I admire the Pilgrims who survived the Mayflower’s voyage to the New World, but at the risk of sounding dramatic, I would have preferred being lost at sea to actually having to figure out how to build a life from scratch here. I can barely find my vehicle in the parking lot of Costco; searching for non-poisonous berries in a strange land would definitely do me in.
Just for entertainment’s sake, let’s pretend that it’s 1621 and I am a 30-something English woman who is adventuresome enough to make the dangerous journey across the ocean. Miraculously, I didn’t die of cholera on the way over, but I’m never, ever going to make it as a pilgrim. Let’s be honest: Without modern essentials like the miracle of optometry, I’d be screwed. For that reason and many more, I’d never make it as a pilgrim.
1. I’m pretty much blind, unless I’m wearing glasses or contacts. Even if I had glasses, I’m fairly certain I would have lost them on the voyage over — and let’s face it — no one has the time to lead me around Cape Cod. They’re all too busy trying not to die. I would wind up sitting in a corner, doing some menial task that doesn’t require eyesight like churning butter. Also, you know how they say that if a person loses one of their five senses, the remaining ones will strengthen? That’s a problem, because …
2. Pilgrims stink. I smell everything and everyone and it’s horrible. My sense of smell is my albatross. I literally have to hold my breath when I talk to my family first thing in the morning and my blindness would only amplify this situation. The pilgrims didn’t have the greatest hygiene, you know. What did they even use for soap? Shudder. What would end up killing me, if I didn’t fall off a cliff by accident (I’m also clumsy), is trying to take a bath in a wild body of water with a strong undercurrent.
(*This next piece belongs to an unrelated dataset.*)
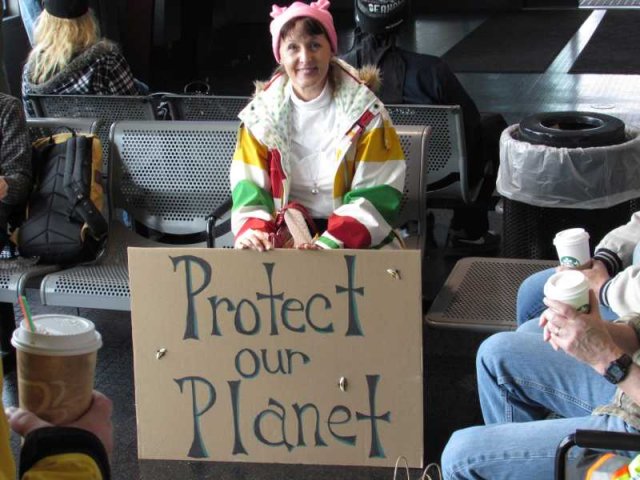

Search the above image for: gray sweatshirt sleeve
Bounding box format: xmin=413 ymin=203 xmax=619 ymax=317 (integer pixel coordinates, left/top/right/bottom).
xmin=0 ymin=95 xmax=31 ymax=205
xmin=593 ymin=212 xmax=640 ymax=315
3. I’m borderline lazy. I literally called my husband from my cell phone a few minutes ago to ask him to walk into our bedroom from the living room and get our kids out of my personal space. That kind of lackadaisical behavior would never fly on a settlement site. I also lack the fortitude to collect firewood, chop it, start a spark without matches, get a fire going, and boil water SO THAT I COULD HYDRATE MYSELF SAFELY.
4. Hangryness. I inherited a blood sugar issue that makes me turn into an absolute monster when I’m hungry. Hunger and anger fuse together into a rage commonly known as hangry. I could not pilgrim while hangry.
“John, did you catch a rabbit for dinner?”
“Well, I – “
“STOP YOUR YAMMERING AND GET TO THE POINT.”
“I’m trying to tell you –“
“DO I HAVE TO DO EVERYTHING MYSELF?”
That’s pretty much how it would go down, and eventually, the other settlers would probably all agree to trade me for corn.
5. Childbirth in the wilderness isn’t my thing. If someone did happen to fall in love with me — a lazy, blind, hangry woman who was basically useless — and we combined our horrible hygiene and made a baby, that would mean that I’d have to give birth in the wilderness. No pain meds. No industrial-sized sanitary pads. No mesh underwear. No thank you.
6. I like Native American style better. I really feel like, if I even made it this far, once I laid eyes on the Native Americans I would have said peace out to the white people. Everything about them is way more interesting and exciting. Their music, food, and shelter are far superior. Maybe the idea of trading me for corn is a pretty good one.
7. Horses scare me. Add in the fact that I can’t see, and you’ve got a recipe for disaster. What happens when a blind lady rides a horse? NOTHING GOOD. Again, they would just stick me in a corner with menial tasks, if they hadn’t sold me off already.
8. I’m flighty. Once I got to the New World, I couldn’t just turn around and go back to England. That’s a problem for someone who likes options. It also seems like all the decisions that Pilgrims had to make on the daily were literally life-or-death choices. Talk about pressure.
Luckily, I was born in 1979 and avoided a life of true hardship — and as I happily eat multiple slices of pie this Thanksgiving, I’ll say a prayer of thanks for the hardy women who went before me.